The dogs happen to be a dachshund and a rescue greyhound. The dachshund dashes out of the house the moment he opens the door, barks ferociously at me, and runs away into the night. The dog literally ran away. The metaphor is not lost on me. With the disappearing jingle of his collar so goes any chance I had of having an enjoyable evening. Hopeless tries to remain calm and asks that I stay with the greyhound while he looks for the other. I begin to compose an acoustic jason mraz-ish version of "who let the dogs out?" in my head. It is stellar. The greyhound is gorgeous, if dumb, and is content to let me feed it then snoop around the poorly decorated house. A mannequin wearing a read rain coat in your living room? I can't think of any reason that is a good idea.

Ten minutes later hopeless returns defeated. No dog. Fuck. I have to help him now. His lip is quivering and the responsibility of being in charge and failing had broken him. I see all this happening in his brain and I think "oh great. I know he needs to be comforted now. He will want a hug and a kiss and for me to tell him it will all be ok." Seconds later he wraps his arms around me and I have to suppress a groan. Am I this predictable to guys I date? I see now why I am so single. So so so single. I oblige with the kissing and comforting (albeit half-heartedly) and commence looking for this damn dog.

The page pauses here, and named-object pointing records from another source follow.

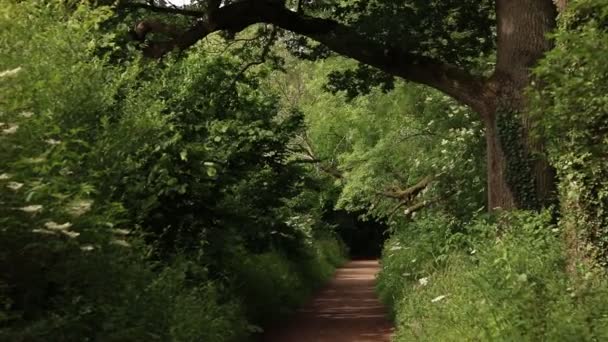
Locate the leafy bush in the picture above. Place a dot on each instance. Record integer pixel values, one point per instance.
(514, 287)
(127, 189)
(571, 105)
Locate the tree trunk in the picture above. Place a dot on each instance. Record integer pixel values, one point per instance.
(518, 174)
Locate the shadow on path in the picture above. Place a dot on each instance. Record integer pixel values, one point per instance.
(347, 310)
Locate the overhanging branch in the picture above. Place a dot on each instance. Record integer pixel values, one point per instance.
(340, 38)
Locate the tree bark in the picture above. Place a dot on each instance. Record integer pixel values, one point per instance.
(517, 176)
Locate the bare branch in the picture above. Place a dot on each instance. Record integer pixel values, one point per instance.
(340, 38)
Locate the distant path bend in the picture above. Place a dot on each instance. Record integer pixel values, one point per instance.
(347, 310)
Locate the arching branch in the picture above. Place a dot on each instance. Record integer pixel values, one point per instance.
(342, 39)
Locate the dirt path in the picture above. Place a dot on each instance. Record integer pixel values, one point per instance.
(347, 310)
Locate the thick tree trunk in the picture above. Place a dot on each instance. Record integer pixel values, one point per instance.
(518, 175)
(499, 192)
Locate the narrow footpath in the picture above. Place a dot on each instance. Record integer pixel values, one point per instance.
(347, 310)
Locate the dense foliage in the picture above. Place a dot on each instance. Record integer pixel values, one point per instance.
(144, 200)
(189, 198)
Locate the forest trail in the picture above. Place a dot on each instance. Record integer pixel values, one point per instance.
(347, 310)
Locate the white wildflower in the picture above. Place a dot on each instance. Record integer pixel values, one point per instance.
(522, 278)
(56, 226)
(437, 299)
(43, 231)
(12, 129)
(52, 142)
(14, 186)
(35, 160)
(80, 207)
(122, 243)
(87, 248)
(10, 72)
(121, 231)
(70, 233)
(31, 208)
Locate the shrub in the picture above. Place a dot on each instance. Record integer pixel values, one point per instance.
(514, 287)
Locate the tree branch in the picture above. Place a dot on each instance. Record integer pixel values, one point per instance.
(411, 192)
(340, 38)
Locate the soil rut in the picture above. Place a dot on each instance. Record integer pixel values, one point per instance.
(347, 310)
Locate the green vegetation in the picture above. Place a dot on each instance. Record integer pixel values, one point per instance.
(172, 185)
(136, 203)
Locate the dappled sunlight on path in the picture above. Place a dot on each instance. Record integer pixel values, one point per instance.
(347, 310)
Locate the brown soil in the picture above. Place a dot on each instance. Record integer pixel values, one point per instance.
(347, 310)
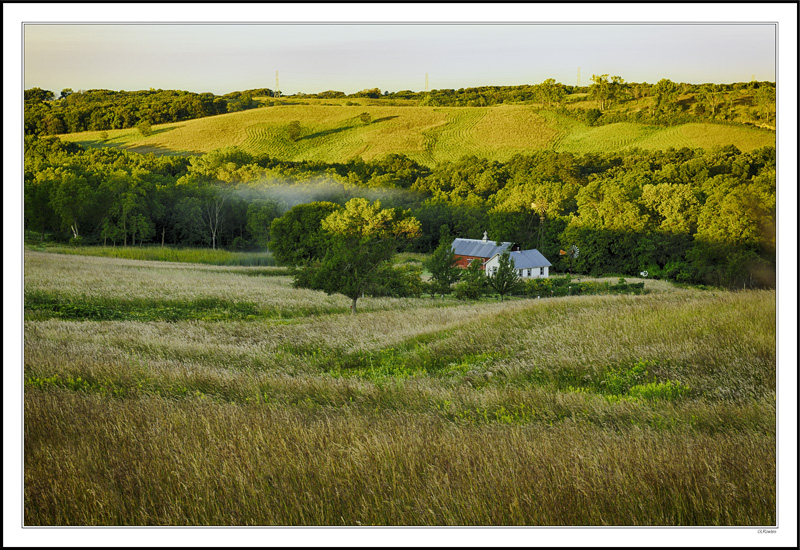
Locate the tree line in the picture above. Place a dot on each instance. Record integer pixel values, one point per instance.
(694, 216)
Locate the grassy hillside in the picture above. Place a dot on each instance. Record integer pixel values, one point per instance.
(224, 398)
(333, 132)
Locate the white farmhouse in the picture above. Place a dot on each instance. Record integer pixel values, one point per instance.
(530, 264)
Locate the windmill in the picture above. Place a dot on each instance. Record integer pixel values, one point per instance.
(571, 254)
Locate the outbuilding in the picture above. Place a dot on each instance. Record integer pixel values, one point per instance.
(530, 264)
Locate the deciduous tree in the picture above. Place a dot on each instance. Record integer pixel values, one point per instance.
(364, 239)
(505, 279)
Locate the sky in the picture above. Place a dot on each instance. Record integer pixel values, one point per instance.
(309, 58)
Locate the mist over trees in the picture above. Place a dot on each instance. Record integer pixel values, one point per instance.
(687, 215)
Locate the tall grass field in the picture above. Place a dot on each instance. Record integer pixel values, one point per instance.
(164, 393)
(334, 132)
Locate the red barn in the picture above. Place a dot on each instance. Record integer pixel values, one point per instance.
(467, 250)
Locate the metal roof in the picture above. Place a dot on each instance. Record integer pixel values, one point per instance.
(478, 247)
(524, 259)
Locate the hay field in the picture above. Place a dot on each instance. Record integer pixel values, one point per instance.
(657, 409)
(334, 133)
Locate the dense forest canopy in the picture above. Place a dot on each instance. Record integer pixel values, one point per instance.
(689, 215)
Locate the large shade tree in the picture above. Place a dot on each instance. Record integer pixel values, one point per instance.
(364, 237)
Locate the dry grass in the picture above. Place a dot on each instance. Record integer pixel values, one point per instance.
(482, 413)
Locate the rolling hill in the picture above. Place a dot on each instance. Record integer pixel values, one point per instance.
(334, 132)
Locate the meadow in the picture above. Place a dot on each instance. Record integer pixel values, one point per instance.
(162, 393)
(333, 132)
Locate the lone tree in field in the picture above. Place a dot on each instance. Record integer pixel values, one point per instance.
(473, 281)
(364, 238)
(144, 127)
(293, 130)
(443, 269)
(505, 280)
(297, 237)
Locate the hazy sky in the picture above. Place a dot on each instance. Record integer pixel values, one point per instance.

It is dark out. Poorly lit. And I just want to go home and watch musical theatre majors riff through classics during their recitals on youtube. That is all I want at this point. But here I am calling out in falsetto for a dog who doesn't know me and clearly doesn't want to be home. After about 20 minutes of fruitless searching I am ready to tell this kid to give up and call the owner. But by the grace of God a car drives by and in his headlights we spot the little fucker crossing the street. Hopeless scoops him up and tosses him inside. Mission annoyingly accomplished.

We drive back to his place and in his highly emotional and relieved state he wants to celebrate by sex. Not even this excites me. I just go through the motions and actually become quite frustrated. I want to finish. I want to go home. I don't like this kid. Again flashes of every guy I've hated for doing the exact same thing to me come to my head. I'm a terrible person, but it still doesn't change that I just do not want to be with him. I can only suffer through about 10 minutes of cuddling before I leave. I make a point to get out as quickly as possible before he can break into the rehearsed monologue he has about how awesome I am and how good he thinks we could be for each other. I want out before any messy pleading begins and I am left to have to break this kid's heart with words instead of actions.

I leave and get in my car furious with myself for being that guy I hate. Hopeless deserved a lot better than me. Working out my past issues by agreeing to an obligatory evening was a pretty shitty thing to do.

Gained Points for: Wearing his heart on his sleeve.

Lost Points for: Having skewed expectations.

Mistakes I Made: Thinking that indulging him would be good for both of us.

Chances for Another Date: He still texts and messages me all the time. I'm trying as hard as I can to be polite but clear about my interest. I do not think it will happen.